Conservation law and Lie symmetry analysis of the (1+1) dimensional dispersive long-wave equation

Abstract: In this paper, we mainly study the integrability of 1+1 dimensional dispersive long-wave equation. Firstly, the Lie symmetry analysis of the equation is carried out in the first part. And the optimal system of the equation is obtained according to the symmetry, and the invariant solution and the reduced form of the target equation are solved according to the results. Secondly, we use different methods to solve the conservation law of the target equation. To begin with, we give the adjoint determination equation and adjoint symmetry of the 1+1 dimensional dispersive long-wave equation, and use the adjoint symmetry as the equation multiplier to find several conservation laws. Then we get a Lie bracket by using the relationship between the symmetry of the equation and the adjoint symmetry.

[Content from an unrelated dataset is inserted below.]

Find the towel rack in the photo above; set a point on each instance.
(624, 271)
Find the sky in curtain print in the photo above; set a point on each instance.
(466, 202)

Next its strict self-adjoint property is verified, and its conservation laws are solved by Ibragimov's method. Finally, the conservation laws of the target equation are solved by Noether's theorem. Thirdly we calculate some exact solutions of the target equation by three different methods. In the end of the paper, the Hamiltonian structure of the target equation, the generalized pre-symplectic that maps symmetries into adjoint-symmetries and some of its soliton solutions are calculated. In conclusion, we use the direct construction of conservation law method, Ibragimov's method and so on to solve some new conservation laws of 1+1 dimensional dispersive long-wave equation, use the relationship between symmetry and adjoint symmetry to construct the corresponding Lie brackets, and obtain some linear soliton solutions according to the conservation law of the equation.